The rising percentage of loans whose principal and interest have not been paid for at least 90 days has irritated lenders, who are now requiring auctioneers to re-post bids for confiscated property.
The surge in property auctions from a few years ago was triggered by banks’ enhanced debt collection efforts to clean up their loan books after they were slow to seize property in the aftermath of the Covid-19 economic crisis.
The ratio of gross non-performing loans (NPLs) to gross loans, which had been 13.3 percent in December of last year and had risen to 14 percent in February, according to data from the Central Bank of Kenya (CBK), reached its highest level in six months.The CBK reports a rise in NPLs in the commercial, residential, industrial, and building and construction sectors.
Some of the current auctions, according to Mr.
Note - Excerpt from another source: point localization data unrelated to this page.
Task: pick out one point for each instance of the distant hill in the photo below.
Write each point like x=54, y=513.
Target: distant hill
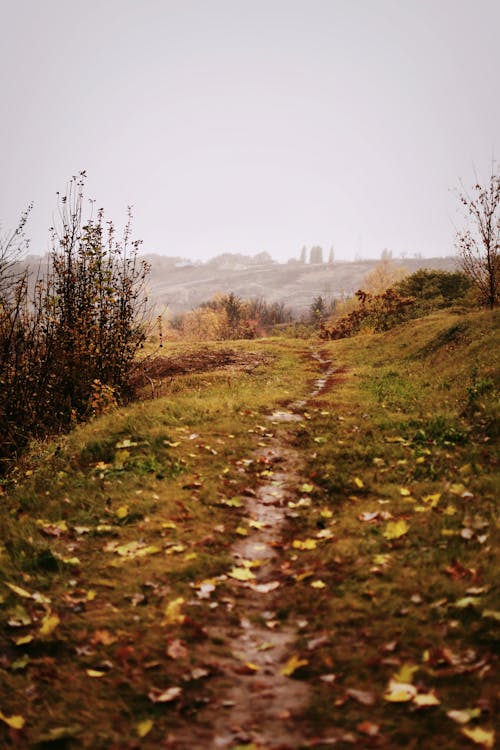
x=182, y=285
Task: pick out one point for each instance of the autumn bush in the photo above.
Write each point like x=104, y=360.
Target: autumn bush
x=69, y=337
x=228, y=317
x=377, y=311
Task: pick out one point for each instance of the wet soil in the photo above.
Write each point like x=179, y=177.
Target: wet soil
x=256, y=702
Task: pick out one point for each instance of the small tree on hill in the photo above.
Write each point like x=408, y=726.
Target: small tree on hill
x=479, y=244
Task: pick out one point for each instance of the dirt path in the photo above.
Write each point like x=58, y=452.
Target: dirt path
x=259, y=702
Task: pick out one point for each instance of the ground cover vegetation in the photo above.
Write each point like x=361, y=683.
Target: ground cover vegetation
x=69, y=334
x=117, y=555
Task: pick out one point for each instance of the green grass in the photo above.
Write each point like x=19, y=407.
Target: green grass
x=407, y=432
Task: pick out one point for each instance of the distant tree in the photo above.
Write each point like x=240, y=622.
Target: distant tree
x=318, y=311
x=434, y=289
x=479, y=244
x=384, y=275
x=316, y=255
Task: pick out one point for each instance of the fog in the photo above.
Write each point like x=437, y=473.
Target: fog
x=243, y=127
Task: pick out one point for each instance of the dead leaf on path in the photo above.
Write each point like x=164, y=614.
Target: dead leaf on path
x=19, y=591
x=368, y=728
x=15, y=722
x=265, y=588
x=49, y=623
x=293, y=663
x=318, y=584
x=483, y=737
x=305, y=544
x=362, y=696
x=396, y=529
x=156, y=695
x=426, y=700
x=176, y=649
x=405, y=674
x=241, y=574
x=464, y=715
x=144, y=727
x=103, y=637
x=173, y=614
x=367, y=517
x=400, y=692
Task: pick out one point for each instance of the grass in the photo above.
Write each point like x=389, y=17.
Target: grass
x=107, y=532
x=403, y=438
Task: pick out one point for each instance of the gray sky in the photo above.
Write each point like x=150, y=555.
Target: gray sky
x=251, y=125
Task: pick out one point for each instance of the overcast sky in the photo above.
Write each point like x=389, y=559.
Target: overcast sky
x=251, y=125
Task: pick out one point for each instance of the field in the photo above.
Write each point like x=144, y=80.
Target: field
x=284, y=544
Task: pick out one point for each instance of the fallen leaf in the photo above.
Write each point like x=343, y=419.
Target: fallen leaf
x=241, y=574
x=399, y=692
x=306, y=544
x=368, y=728
x=464, y=715
x=19, y=591
x=156, y=695
x=49, y=623
x=362, y=696
x=318, y=584
x=265, y=588
x=144, y=727
x=405, y=674
x=172, y=613
x=176, y=649
x=15, y=722
x=293, y=663
x=426, y=700
x=483, y=737
x=396, y=529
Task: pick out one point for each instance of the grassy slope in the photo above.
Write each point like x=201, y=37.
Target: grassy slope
x=406, y=432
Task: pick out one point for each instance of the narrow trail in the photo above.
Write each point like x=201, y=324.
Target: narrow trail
x=257, y=703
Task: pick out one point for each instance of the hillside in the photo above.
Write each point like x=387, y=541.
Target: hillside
x=293, y=546
x=182, y=286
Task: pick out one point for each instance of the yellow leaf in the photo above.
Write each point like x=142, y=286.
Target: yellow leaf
x=293, y=663
x=49, y=623
x=432, y=500
x=144, y=727
x=19, y=591
x=405, y=674
x=172, y=614
x=484, y=737
x=458, y=489
x=426, y=700
x=465, y=715
x=318, y=584
x=396, y=529
x=23, y=639
x=241, y=574
x=15, y=722
x=306, y=544
x=400, y=692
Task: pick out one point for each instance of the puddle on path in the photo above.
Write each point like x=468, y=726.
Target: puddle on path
x=256, y=703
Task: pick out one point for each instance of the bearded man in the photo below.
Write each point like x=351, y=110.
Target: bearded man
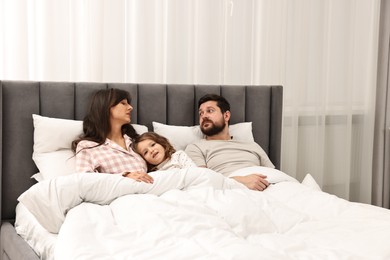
x=219, y=151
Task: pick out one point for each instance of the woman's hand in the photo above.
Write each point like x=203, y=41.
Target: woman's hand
x=139, y=176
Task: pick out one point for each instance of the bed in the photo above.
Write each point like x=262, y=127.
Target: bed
x=50, y=212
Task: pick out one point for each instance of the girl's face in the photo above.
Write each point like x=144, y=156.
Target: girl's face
x=152, y=152
x=121, y=112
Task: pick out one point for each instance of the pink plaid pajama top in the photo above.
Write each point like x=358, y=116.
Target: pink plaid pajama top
x=108, y=157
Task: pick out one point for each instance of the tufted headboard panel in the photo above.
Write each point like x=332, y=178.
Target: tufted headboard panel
x=169, y=104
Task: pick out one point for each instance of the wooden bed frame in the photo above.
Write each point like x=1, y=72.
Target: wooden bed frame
x=169, y=104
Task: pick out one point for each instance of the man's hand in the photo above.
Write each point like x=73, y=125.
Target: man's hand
x=253, y=181
x=139, y=176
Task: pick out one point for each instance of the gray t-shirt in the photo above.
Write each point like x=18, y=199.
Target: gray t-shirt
x=226, y=156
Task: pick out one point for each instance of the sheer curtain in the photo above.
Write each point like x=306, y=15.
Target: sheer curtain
x=324, y=53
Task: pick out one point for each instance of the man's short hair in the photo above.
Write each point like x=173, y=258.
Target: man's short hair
x=222, y=103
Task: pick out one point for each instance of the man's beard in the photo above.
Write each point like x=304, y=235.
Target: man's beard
x=214, y=129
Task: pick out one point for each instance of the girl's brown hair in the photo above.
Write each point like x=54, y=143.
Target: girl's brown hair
x=168, y=148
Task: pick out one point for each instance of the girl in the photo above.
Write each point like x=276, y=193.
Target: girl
x=105, y=145
x=159, y=153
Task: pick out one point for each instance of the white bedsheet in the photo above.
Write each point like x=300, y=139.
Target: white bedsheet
x=286, y=221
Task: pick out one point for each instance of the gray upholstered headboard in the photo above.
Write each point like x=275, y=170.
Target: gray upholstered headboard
x=170, y=104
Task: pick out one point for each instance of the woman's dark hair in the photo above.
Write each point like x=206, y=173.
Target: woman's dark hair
x=169, y=150
x=96, y=124
x=222, y=103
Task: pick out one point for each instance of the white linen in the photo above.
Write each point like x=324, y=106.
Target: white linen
x=286, y=221
x=50, y=200
x=40, y=240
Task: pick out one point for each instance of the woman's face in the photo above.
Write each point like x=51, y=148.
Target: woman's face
x=151, y=151
x=120, y=113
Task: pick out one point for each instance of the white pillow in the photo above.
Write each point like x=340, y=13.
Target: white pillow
x=52, y=144
x=181, y=136
x=309, y=181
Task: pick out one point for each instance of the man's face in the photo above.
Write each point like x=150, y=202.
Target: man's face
x=211, y=119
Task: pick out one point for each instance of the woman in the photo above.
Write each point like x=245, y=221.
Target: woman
x=105, y=145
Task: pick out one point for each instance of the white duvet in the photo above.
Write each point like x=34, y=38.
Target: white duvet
x=197, y=214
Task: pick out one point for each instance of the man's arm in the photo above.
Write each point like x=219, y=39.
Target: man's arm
x=194, y=152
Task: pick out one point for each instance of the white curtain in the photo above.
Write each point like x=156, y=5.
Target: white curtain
x=324, y=53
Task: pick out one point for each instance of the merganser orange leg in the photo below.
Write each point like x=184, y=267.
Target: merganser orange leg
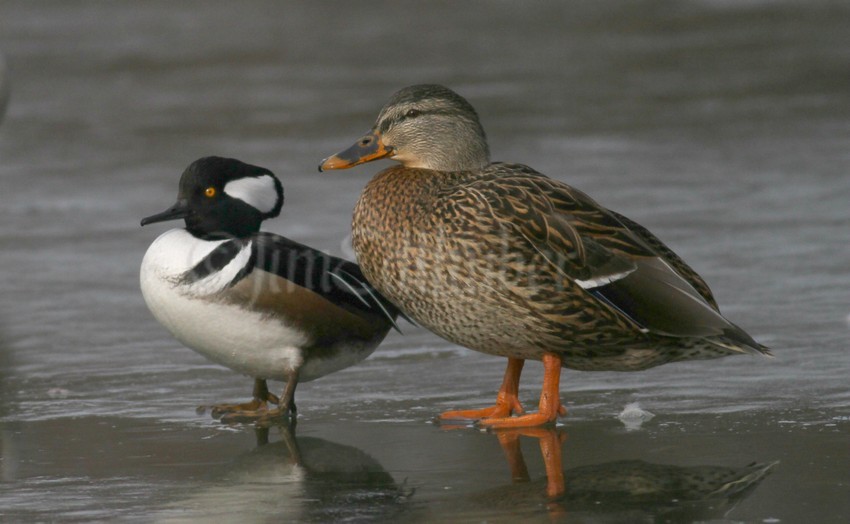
x=550, y=400
x=507, y=401
x=262, y=396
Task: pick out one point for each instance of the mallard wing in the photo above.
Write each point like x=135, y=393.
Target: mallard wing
x=591, y=246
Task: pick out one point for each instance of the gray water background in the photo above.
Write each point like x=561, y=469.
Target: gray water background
x=722, y=126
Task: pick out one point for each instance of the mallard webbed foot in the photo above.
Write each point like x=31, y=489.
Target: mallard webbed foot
x=507, y=401
x=550, y=401
x=506, y=405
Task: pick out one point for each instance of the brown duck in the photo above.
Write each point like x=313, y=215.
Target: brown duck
x=504, y=260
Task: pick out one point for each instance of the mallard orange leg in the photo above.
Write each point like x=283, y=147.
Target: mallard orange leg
x=261, y=395
x=507, y=401
x=550, y=400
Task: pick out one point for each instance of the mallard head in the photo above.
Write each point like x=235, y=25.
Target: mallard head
x=424, y=126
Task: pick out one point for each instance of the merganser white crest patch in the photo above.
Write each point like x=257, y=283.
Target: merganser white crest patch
x=258, y=192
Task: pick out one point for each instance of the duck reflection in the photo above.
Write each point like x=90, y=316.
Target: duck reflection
x=291, y=478
x=633, y=490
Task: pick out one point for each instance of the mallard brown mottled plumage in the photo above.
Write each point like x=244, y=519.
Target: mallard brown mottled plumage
x=504, y=260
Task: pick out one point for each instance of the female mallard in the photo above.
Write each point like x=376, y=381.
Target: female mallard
x=502, y=259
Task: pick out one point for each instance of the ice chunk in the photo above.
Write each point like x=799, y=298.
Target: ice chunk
x=633, y=416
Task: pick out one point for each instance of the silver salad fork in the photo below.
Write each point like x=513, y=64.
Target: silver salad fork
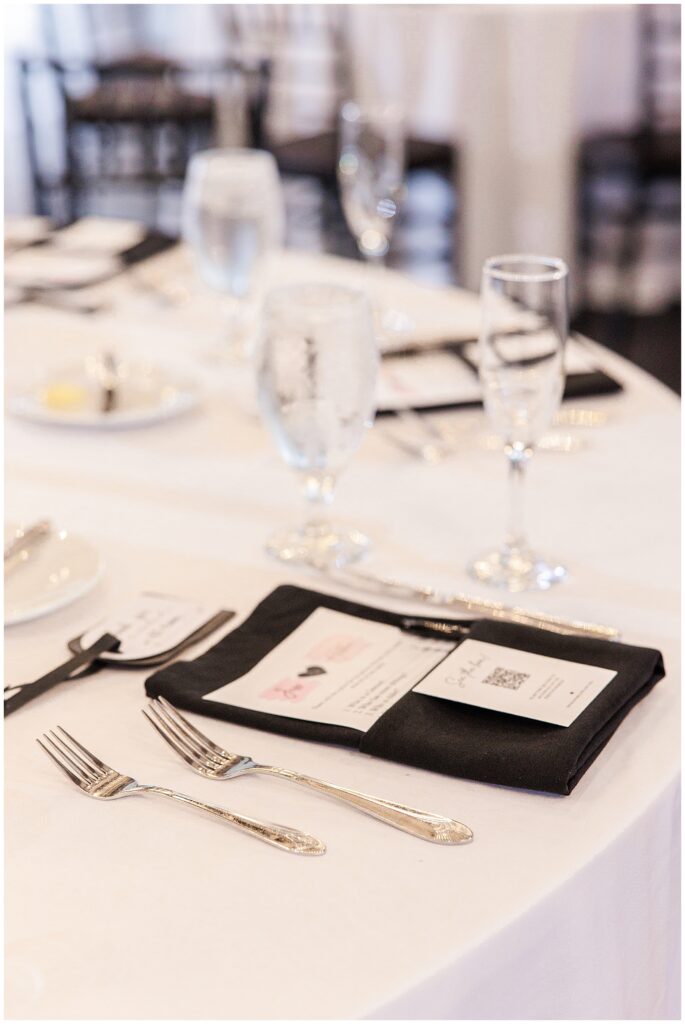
x=96, y=779
x=213, y=762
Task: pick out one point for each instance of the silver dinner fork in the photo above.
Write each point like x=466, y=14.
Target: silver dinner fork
x=98, y=780
x=213, y=762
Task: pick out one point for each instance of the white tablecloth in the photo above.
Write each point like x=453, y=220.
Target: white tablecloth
x=561, y=907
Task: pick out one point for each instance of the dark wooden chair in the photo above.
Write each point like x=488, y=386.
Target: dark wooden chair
x=127, y=124
x=264, y=31
x=637, y=161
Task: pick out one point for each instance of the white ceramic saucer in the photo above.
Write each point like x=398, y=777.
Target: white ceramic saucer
x=58, y=569
x=73, y=396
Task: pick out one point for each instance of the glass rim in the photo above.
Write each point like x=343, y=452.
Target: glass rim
x=203, y=156
x=353, y=112
x=554, y=268
x=333, y=296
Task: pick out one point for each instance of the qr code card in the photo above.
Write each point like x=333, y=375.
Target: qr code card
x=515, y=682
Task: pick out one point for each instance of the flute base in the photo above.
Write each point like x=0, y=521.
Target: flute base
x=322, y=544
x=516, y=569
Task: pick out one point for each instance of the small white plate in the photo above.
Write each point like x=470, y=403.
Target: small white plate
x=145, y=393
x=58, y=569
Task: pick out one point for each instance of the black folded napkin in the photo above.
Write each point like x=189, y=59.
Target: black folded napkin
x=575, y=385
x=428, y=732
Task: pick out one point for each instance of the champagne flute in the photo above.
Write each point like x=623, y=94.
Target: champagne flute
x=316, y=371
x=371, y=172
x=232, y=215
x=524, y=305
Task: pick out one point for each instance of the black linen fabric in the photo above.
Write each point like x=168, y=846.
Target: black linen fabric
x=428, y=732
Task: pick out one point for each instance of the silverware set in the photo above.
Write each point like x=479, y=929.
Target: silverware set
x=203, y=756
x=432, y=441
x=361, y=579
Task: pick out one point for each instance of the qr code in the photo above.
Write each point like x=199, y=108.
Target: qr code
x=505, y=677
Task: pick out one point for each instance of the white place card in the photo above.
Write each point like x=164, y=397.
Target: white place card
x=148, y=626
x=504, y=679
x=335, y=669
x=424, y=380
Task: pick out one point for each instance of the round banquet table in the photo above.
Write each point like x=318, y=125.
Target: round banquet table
x=561, y=907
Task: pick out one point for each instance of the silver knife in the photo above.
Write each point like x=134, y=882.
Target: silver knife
x=24, y=539
x=490, y=609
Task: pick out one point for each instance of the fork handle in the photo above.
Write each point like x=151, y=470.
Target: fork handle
x=281, y=836
x=424, y=824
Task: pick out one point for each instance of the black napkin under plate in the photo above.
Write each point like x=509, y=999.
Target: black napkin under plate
x=428, y=732
x=575, y=385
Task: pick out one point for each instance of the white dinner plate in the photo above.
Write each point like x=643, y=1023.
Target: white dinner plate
x=58, y=569
x=73, y=396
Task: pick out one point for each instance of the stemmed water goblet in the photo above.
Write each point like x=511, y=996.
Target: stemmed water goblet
x=371, y=174
x=524, y=325
x=316, y=369
x=232, y=216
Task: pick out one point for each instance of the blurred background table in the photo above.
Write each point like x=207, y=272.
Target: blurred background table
x=559, y=902
x=552, y=129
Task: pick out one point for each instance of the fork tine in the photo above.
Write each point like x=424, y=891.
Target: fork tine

Gachora, managing director of NCBA Group, are involving clients who have failed to start debt repayments after the Covid-19 reorganization. The reserve price for the 65-vehicle auction was Sh193.59 million.
“There are some who were given relief during Covid-19 time. And now that the relief is over, they may not be able to service the debt. But that is monitory. About 95-97 percent [of the value of loans restructured during the Covid-19 period] is performing,” said Mr Gachora.
Other major banks’ websites, such as Equity Group, KCB, Cooperative Bank, and HF Group, are being used to advertise for sale items such as cars, land, residences, and commercial and residential buildings. Banks are increasingly supplementing the auctioneer’s hammer with private contracts in which insolvent borrowers and lenders agree to negotiate the highest possible price for the sale of their properties in order to repay creditors.